Я медленно открываю глаза. Плечо отдаётся глухой тянущей болью. Я даже вздрагиваю, хмурясь. Наверное, в любом другом случае, я бы от этой боли застонала, но сейчас я чувствую себя такой обессиленной, что не произношу ни звука.
— Он должен был защищать ее! Защищать! А не таскать по каким-то там притонам!!! Это просто возмутительно! Как такое вообще можно было допустить! Он должен был просто посадить ее за этот чертов стол, и пусть бы себе капалась в бумажках! А он что?!! – голос отца звучит так грозно. – Он вообще не должен был даже заниматься этим делом! Что за самовольство при исполнении служебных обязанностей?! Да за такое и не так наказывают! Если я еще хоть раз услышу это имя, я клянусь, он пожалеет, что вообще встретил меня на своем пути!
С запозданием я понимаю, что он разговаривает по телефону, стоя у окна. Оглядевшись вокруг, я вижу белую палату. Солнечный свет отражается от стен, и это так сильно режет мне глаза, что они даже начинают слезиться.
Я тихо кряхчу, но папа не обращает на меня внимания. Видимо, он слишком занят своим разговором. Я не удивлена. Он, конечно, любит меня, но работа у него всегда стояла на первом месте.
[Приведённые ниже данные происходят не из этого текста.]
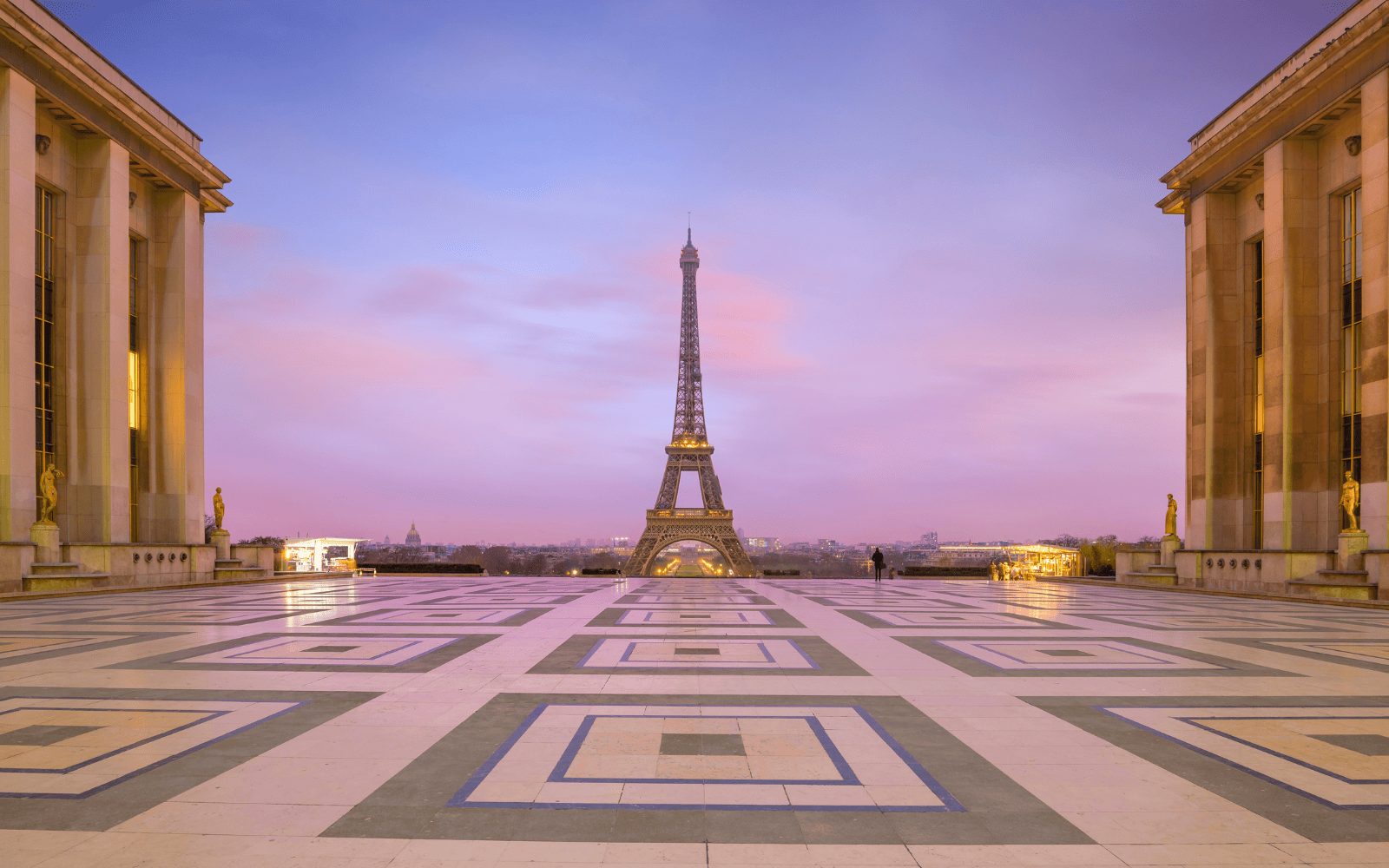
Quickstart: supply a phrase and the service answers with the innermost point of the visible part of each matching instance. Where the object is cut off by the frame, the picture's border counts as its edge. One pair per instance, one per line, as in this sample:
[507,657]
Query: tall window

Да уж, видя как он разозлен, я понимаю, что кому-то явно достанется от него за какой-то проступок.
Я не очень вслушиваюсь в то, о чем именно он говорит, слишком занята своими размышлениями, поэтому улавливаю лишь основную суть диалога. Кто-то проштрафился, и теперь ему не сдобровать.
Я перевожу свой взгляд на так беспокоивший меня до этого звук. Его издает стоящая около моей кровати установка. Проморгавшись, окончательно удостоверившись в том, что это не сон, я вздыхаю.
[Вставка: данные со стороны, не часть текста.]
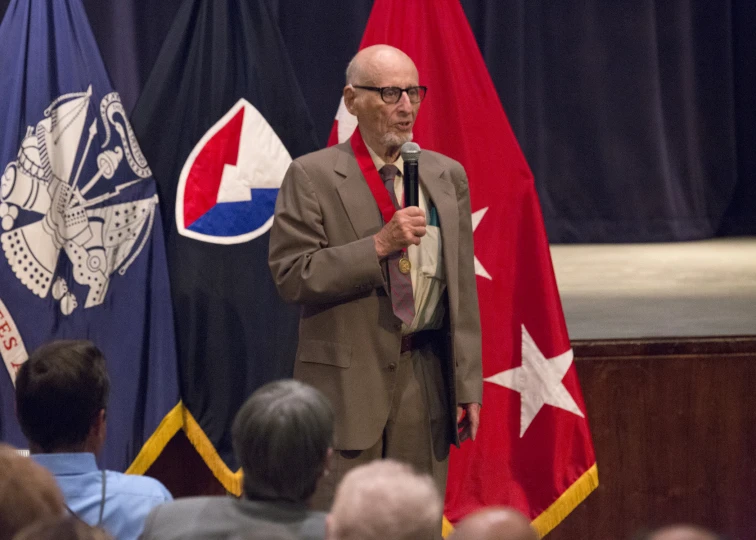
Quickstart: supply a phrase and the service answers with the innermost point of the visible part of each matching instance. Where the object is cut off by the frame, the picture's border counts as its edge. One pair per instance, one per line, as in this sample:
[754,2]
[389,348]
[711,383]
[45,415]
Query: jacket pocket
[324,352]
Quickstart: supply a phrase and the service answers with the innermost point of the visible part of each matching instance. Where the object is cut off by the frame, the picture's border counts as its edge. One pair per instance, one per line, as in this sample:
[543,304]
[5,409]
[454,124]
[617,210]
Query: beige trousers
[416,432]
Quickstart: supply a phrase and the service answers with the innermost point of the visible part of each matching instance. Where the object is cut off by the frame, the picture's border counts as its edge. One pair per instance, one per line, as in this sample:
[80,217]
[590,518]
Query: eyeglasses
[392,94]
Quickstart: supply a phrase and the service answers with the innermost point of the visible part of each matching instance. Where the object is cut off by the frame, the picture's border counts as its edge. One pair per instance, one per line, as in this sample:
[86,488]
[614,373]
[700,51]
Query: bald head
[682,532]
[28,492]
[367,65]
[385,123]
[495,524]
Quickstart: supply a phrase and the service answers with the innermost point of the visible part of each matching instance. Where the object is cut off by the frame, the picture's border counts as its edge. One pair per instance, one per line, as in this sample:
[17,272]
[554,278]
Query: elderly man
[61,402]
[389,329]
[385,499]
[282,438]
[495,523]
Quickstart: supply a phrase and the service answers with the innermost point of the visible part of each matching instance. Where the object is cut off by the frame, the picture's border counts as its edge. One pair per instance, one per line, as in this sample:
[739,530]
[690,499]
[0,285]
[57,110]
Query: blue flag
[82,252]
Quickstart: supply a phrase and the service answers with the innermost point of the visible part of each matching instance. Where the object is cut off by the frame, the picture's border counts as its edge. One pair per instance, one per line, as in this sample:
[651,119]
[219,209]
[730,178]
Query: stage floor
[684,289]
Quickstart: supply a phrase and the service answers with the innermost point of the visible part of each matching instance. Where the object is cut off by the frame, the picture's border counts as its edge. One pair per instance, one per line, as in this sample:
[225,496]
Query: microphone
[410,155]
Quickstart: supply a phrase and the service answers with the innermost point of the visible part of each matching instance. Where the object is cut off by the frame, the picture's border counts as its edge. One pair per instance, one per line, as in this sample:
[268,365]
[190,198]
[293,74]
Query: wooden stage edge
[673,422]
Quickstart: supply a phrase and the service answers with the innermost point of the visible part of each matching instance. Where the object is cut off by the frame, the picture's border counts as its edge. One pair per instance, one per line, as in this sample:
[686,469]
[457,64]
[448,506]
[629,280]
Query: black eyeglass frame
[422,90]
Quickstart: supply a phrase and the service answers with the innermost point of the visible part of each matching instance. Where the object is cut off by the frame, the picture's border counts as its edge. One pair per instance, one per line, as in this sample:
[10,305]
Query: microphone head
[411,151]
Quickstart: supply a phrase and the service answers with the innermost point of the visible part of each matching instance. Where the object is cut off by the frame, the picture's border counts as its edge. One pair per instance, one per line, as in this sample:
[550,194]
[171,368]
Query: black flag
[220,119]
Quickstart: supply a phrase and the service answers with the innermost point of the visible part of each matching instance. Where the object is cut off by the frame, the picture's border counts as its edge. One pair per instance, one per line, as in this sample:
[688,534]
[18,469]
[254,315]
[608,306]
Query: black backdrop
[635,116]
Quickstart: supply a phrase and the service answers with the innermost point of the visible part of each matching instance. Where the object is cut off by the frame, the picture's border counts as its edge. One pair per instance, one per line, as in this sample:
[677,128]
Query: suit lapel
[360,207]
[441,191]
[358,201]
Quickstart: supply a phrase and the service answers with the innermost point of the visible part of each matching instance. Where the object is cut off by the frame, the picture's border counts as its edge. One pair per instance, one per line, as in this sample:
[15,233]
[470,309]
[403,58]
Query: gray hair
[385,499]
[281,436]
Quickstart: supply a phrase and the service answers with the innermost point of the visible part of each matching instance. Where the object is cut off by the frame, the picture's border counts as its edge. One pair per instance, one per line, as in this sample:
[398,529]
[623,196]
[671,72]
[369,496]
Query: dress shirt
[426,260]
[128,498]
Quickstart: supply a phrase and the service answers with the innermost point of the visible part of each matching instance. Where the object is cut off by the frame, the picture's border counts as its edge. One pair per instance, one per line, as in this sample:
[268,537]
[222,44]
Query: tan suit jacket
[322,256]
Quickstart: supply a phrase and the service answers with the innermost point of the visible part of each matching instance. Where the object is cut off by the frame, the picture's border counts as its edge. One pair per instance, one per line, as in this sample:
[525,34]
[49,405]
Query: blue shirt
[128,498]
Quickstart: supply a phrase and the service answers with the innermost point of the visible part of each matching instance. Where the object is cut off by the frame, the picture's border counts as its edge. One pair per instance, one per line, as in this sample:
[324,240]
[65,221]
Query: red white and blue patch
[228,186]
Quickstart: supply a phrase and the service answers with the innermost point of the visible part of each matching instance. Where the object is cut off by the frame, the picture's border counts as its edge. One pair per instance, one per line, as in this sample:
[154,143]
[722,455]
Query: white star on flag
[539,381]
[476,217]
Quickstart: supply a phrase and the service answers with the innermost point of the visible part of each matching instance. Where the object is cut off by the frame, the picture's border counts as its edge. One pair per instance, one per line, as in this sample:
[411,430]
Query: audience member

«Так вот оно что, я в больнице… Теперь понятно, почему тут так пахнет хлоркой…»
Мой взгляд снова падает на фигуру отца у окна, а после скользит медленно в сторону, где снова натыкается на аппарат, на котором то и дело прыгают графики и меняются циферки, которые показывают мои пульс, ритм сердца и давление.
«Вот откуда этот дурацкий звук…»
Кажется, я слегка притормаживаю. Неужели, я ударилась головой?
Я прокручиваю в голове свои последние воспоминания. И вижу картину того, как на Давида направляют пистолет.
«Ох, точно… Вот почему я в больнице… И вот от чего мне так сложно двигаться. Вау… Вот это, конечно, круто. Меня подстрелили!»
Я тяжело выдыхаю, осторожно приподнимаясь на постели и ложась чуточку выше на жесткой больничной подушке.
— Мх.. Пап… - зову я его.
Едва я зову его, размытая фигура папы резко оборачивается на меня. Отец тут же отвлекается от телефона. И я слабо улыбаюсь.
— Привет, - бормочу я, снова прикрыв глаза, потому что в палате слишком светло. А глаза к такому яркому свету еще не привыкли.
— Лия! – он подходит к кровати и берет меня за руку.
— Пап… Не надо. Со мной всё в порядке, правда, - я смотрю на него, надеясь увидеть в его глазах понимание. – Пап… Где Давид? Он… С ним всё хорошо? Он не пострадал?
— Нормально всё с ним, - грубо отвечает отец. – Этого… - отец был бы рад выругаться, но сдерживает себя, - Зверева я отослал куда подальше. Тебе не о нём надо думать, а о себе!
— Что? Отослал? Куда отослал? – взволнованно спрашиваю я папу, вцепившись в его руку.
Мне становится страшно за Зверева. Надеюсь, отец понимает, что он ни в чем не виноват?
— Куда следует, туда и отослал, - сурово отвечает мне отец. – В командировку.
Я вижу, что он недоволен. Я понимаю, что он испугался за меня. Но Давид ведь здесь совершенно не причем! Я решаю, что пока что не буду больше напоминать отцу о нём. Чтобы не злить его лишний раз. Я уже рада хотя бы тому, что с Давидом все в порядке. И что его даже не отстранили. Командировка, это не так уж и страшно.